After my latest blog post, Jeffrey Rosenfeld reached out to me. Jeff is a member of the Analysis Group of the 1000 Genomes Project and shared some fascinating insights that I got permission to share here:
I saw your great blog post about the problems in the lack of overlap between Complete Genomics and 1000 Genomes data. I just had a paper published that addresses these same issue that I think you and the Golden Helix team would find interesting:
Thanks for the note, and I’m glad you found my post interesting.
I actually read your paper already as it has been consistently echoing through the twitterverse recently.
Great read! I definitely found the variant set comparison between 1kG and CGI very interesting.

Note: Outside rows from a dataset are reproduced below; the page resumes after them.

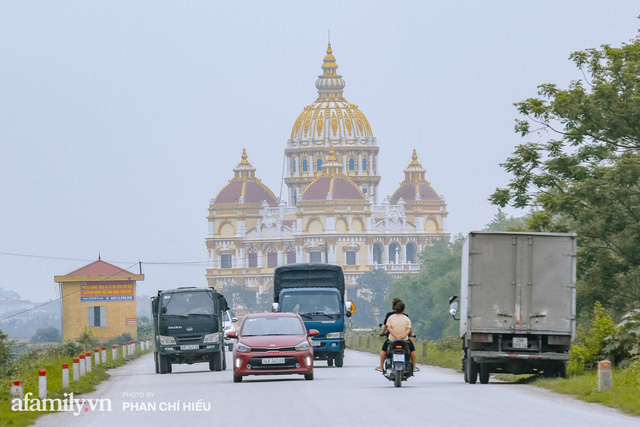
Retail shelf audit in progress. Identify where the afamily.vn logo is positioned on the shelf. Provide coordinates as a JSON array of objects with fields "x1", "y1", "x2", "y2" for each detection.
[{"x1": 11, "y1": 393, "x2": 111, "y2": 416}]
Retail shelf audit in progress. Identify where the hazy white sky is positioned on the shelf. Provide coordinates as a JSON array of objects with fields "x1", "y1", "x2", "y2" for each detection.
[{"x1": 0, "y1": 0, "x2": 640, "y2": 301}]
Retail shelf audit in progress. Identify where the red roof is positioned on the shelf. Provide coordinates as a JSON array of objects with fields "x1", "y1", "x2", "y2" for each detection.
[{"x1": 67, "y1": 259, "x2": 134, "y2": 276}]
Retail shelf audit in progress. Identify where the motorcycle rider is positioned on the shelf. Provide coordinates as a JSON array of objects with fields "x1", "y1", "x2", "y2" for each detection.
[{"x1": 376, "y1": 298, "x2": 420, "y2": 372}]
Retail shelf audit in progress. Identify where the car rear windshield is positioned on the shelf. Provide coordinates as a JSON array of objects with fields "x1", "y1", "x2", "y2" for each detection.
[
  {"x1": 281, "y1": 291, "x2": 340, "y2": 315},
  {"x1": 240, "y1": 317, "x2": 304, "y2": 336}
]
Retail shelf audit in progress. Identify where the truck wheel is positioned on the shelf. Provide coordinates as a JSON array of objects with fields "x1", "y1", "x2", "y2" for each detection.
[
  {"x1": 158, "y1": 354, "x2": 171, "y2": 374},
  {"x1": 209, "y1": 351, "x2": 222, "y2": 372},
  {"x1": 467, "y1": 354, "x2": 478, "y2": 384},
  {"x1": 556, "y1": 362, "x2": 567, "y2": 378},
  {"x1": 480, "y1": 363, "x2": 489, "y2": 384}
]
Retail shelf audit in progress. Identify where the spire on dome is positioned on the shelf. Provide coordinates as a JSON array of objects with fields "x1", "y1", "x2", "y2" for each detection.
[
  {"x1": 404, "y1": 148, "x2": 426, "y2": 181},
  {"x1": 322, "y1": 150, "x2": 342, "y2": 175},
  {"x1": 316, "y1": 42, "x2": 345, "y2": 99},
  {"x1": 233, "y1": 148, "x2": 256, "y2": 178}
]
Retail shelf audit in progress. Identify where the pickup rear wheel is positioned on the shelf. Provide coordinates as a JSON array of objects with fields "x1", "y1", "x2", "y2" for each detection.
[
  {"x1": 466, "y1": 350, "x2": 478, "y2": 384},
  {"x1": 209, "y1": 351, "x2": 223, "y2": 372},
  {"x1": 480, "y1": 363, "x2": 489, "y2": 384}
]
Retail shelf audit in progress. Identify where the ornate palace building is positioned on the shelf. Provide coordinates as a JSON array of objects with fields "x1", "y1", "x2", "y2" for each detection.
[{"x1": 206, "y1": 44, "x2": 449, "y2": 304}]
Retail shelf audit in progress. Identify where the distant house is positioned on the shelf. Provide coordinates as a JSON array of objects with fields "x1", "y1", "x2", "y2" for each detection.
[{"x1": 54, "y1": 259, "x2": 144, "y2": 340}]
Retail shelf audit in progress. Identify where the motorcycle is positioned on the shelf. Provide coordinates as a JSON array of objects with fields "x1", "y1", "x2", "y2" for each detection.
[{"x1": 382, "y1": 340, "x2": 413, "y2": 387}]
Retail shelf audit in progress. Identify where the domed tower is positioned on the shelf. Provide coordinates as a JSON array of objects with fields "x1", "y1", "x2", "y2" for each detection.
[
  {"x1": 284, "y1": 43, "x2": 380, "y2": 206},
  {"x1": 205, "y1": 149, "x2": 278, "y2": 280},
  {"x1": 389, "y1": 149, "x2": 448, "y2": 234}
]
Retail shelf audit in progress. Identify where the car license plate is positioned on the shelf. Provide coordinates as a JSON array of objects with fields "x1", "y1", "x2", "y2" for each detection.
[
  {"x1": 180, "y1": 345, "x2": 200, "y2": 350},
  {"x1": 513, "y1": 337, "x2": 529, "y2": 348}
]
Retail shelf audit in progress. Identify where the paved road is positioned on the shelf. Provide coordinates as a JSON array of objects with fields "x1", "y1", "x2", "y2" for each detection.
[{"x1": 36, "y1": 351, "x2": 640, "y2": 427}]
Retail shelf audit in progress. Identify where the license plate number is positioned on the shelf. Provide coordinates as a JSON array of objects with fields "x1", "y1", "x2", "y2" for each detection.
[
  {"x1": 513, "y1": 337, "x2": 529, "y2": 348},
  {"x1": 180, "y1": 345, "x2": 200, "y2": 350}
]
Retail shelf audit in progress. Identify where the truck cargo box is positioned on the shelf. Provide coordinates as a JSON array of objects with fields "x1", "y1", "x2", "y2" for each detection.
[
  {"x1": 460, "y1": 232, "x2": 576, "y2": 339},
  {"x1": 273, "y1": 263, "x2": 344, "y2": 302}
]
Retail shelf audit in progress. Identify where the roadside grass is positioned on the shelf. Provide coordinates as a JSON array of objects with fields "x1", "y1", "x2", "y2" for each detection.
[
  {"x1": 346, "y1": 331, "x2": 640, "y2": 416},
  {"x1": 0, "y1": 347, "x2": 153, "y2": 427}
]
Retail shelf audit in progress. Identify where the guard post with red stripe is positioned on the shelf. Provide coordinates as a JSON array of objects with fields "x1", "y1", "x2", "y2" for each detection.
[
  {"x1": 38, "y1": 369, "x2": 47, "y2": 399},
  {"x1": 73, "y1": 357, "x2": 80, "y2": 383},
  {"x1": 598, "y1": 360, "x2": 613, "y2": 391}
]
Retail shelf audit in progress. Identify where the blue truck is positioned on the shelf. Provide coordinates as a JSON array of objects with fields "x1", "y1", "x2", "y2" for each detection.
[{"x1": 273, "y1": 263, "x2": 351, "y2": 368}]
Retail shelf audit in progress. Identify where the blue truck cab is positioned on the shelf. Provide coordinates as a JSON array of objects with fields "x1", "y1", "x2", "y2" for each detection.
[{"x1": 273, "y1": 263, "x2": 351, "y2": 368}]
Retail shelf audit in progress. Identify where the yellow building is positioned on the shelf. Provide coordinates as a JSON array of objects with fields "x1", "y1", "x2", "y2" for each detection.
[
  {"x1": 205, "y1": 45, "x2": 449, "y2": 299},
  {"x1": 54, "y1": 259, "x2": 144, "y2": 340}
]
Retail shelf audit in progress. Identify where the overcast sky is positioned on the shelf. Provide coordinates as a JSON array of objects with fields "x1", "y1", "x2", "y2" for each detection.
[{"x1": 0, "y1": 0, "x2": 640, "y2": 301}]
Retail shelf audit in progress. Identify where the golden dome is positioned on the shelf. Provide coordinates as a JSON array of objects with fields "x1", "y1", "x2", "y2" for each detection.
[{"x1": 291, "y1": 43, "x2": 375, "y2": 146}]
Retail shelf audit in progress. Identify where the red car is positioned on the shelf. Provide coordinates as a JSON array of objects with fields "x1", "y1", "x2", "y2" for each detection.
[{"x1": 228, "y1": 313, "x2": 319, "y2": 383}]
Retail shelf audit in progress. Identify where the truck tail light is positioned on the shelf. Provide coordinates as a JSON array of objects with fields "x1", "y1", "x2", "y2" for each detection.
[{"x1": 471, "y1": 334, "x2": 493, "y2": 342}]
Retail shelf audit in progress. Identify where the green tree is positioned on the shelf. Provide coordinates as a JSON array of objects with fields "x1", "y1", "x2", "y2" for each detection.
[
  {"x1": 388, "y1": 236, "x2": 464, "y2": 340},
  {"x1": 31, "y1": 326, "x2": 62, "y2": 343},
  {"x1": 490, "y1": 30, "x2": 640, "y2": 313},
  {"x1": 137, "y1": 316, "x2": 153, "y2": 338},
  {"x1": 354, "y1": 269, "x2": 393, "y2": 326},
  {"x1": 484, "y1": 208, "x2": 530, "y2": 231}
]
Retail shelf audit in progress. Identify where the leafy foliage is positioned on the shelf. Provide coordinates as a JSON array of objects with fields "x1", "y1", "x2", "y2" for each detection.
[
  {"x1": 567, "y1": 302, "x2": 615, "y2": 374},
  {"x1": 137, "y1": 316, "x2": 153, "y2": 338},
  {"x1": 604, "y1": 309, "x2": 640, "y2": 366},
  {"x1": 490, "y1": 31, "x2": 640, "y2": 313},
  {"x1": 354, "y1": 269, "x2": 393, "y2": 326},
  {"x1": 31, "y1": 326, "x2": 62, "y2": 343},
  {"x1": 387, "y1": 236, "x2": 463, "y2": 341}
]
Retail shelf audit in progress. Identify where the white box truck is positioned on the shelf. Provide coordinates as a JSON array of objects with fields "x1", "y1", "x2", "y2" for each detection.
[{"x1": 450, "y1": 232, "x2": 576, "y2": 384}]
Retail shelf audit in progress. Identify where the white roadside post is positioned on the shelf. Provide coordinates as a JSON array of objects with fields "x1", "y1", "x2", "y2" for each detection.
[
  {"x1": 598, "y1": 360, "x2": 613, "y2": 391},
  {"x1": 73, "y1": 357, "x2": 80, "y2": 383},
  {"x1": 9, "y1": 380, "x2": 24, "y2": 406},
  {"x1": 38, "y1": 369, "x2": 47, "y2": 399},
  {"x1": 80, "y1": 353, "x2": 87, "y2": 377},
  {"x1": 62, "y1": 363, "x2": 69, "y2": 390}
]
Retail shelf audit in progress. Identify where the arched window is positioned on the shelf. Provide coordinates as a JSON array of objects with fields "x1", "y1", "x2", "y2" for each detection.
[
  {"x1": 287, "y1": 246, "x2": 296, "y2": 264},
  {"x1": 389, "y1": 243, "x2": 400, "y2": 264},
  {"x1": 407, "y1": 243, "x2": 416, "y2": 263},
  {"x1": 267, "y1": 246, "x2": 278, "y2": 268},
  {"x1": 247, "y1": 247, "x2": 258, "y2": 268},
  {"x1": 373, "y1": 243, "x2": 382, "y2": 264}
]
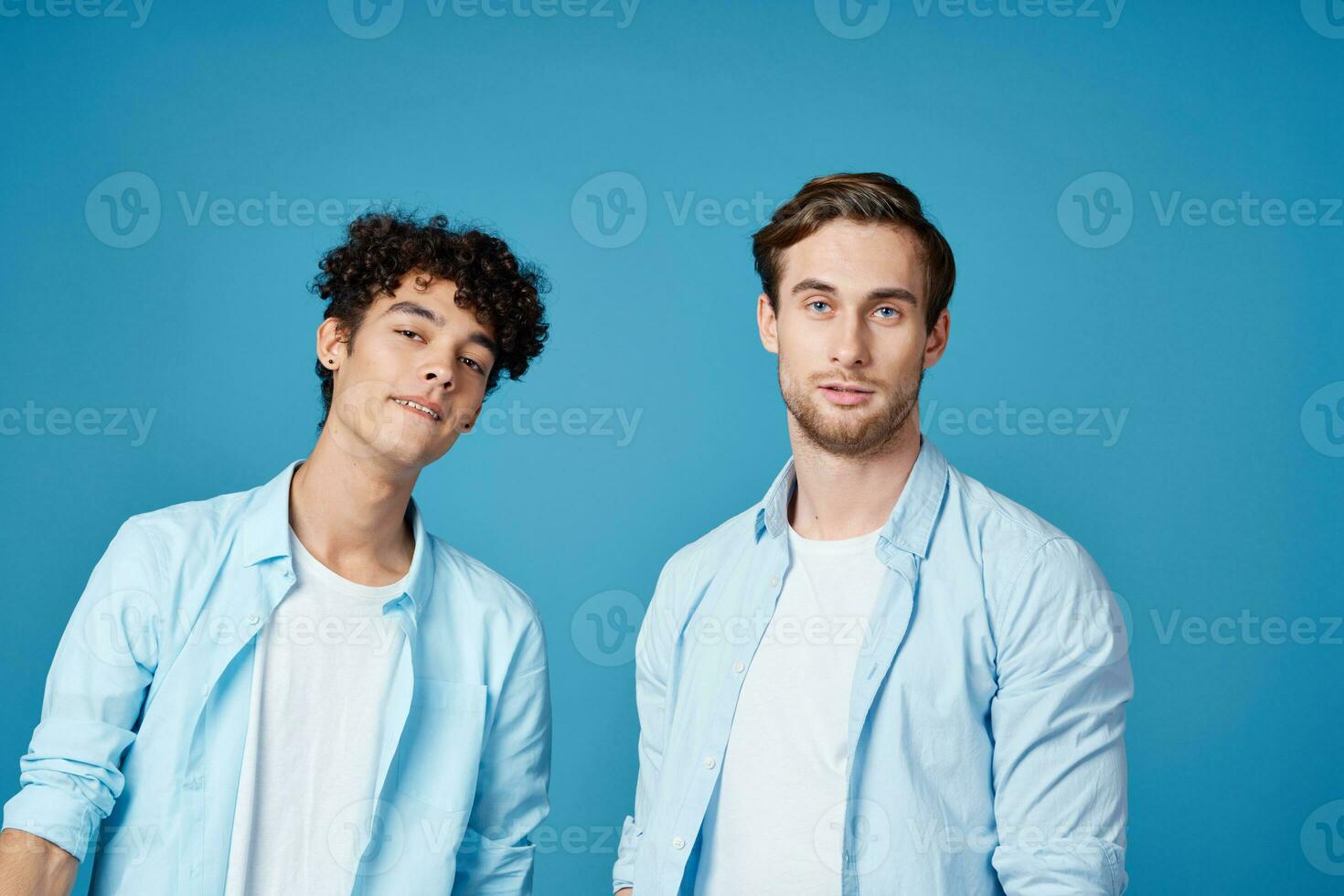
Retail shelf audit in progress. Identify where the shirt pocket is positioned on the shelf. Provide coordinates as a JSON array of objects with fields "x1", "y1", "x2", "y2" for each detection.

In the case of this over-filtering 1kG did in their recent release. I wish I could get to the bottom of what their filter was that culled these variants. I imagine it has something to do with being close to an indel or in some region with low mappability or something.
I understand why they might try to filter based on such a list of “trouble” regions.
I have been curious if there is some metric like mappability, repeat-master regions or large segmental duplications that when compared to these regions that are enriched for systematic differences between CGI and 1kG is very good at detecting problematic regions.
I would find such a validated tool to score or flag problematic regions very useful in analysis.
One approach I think looks very promising was in a recent publication called “Genomic Dark Matter” where Hayan Lee basically simulates short-reads (from the reference genome) to mimic a sequencing protocol or platform (like Illumina 100bp-PE) and then checks how well individual bases get accurately covered with the aligned simulated reads.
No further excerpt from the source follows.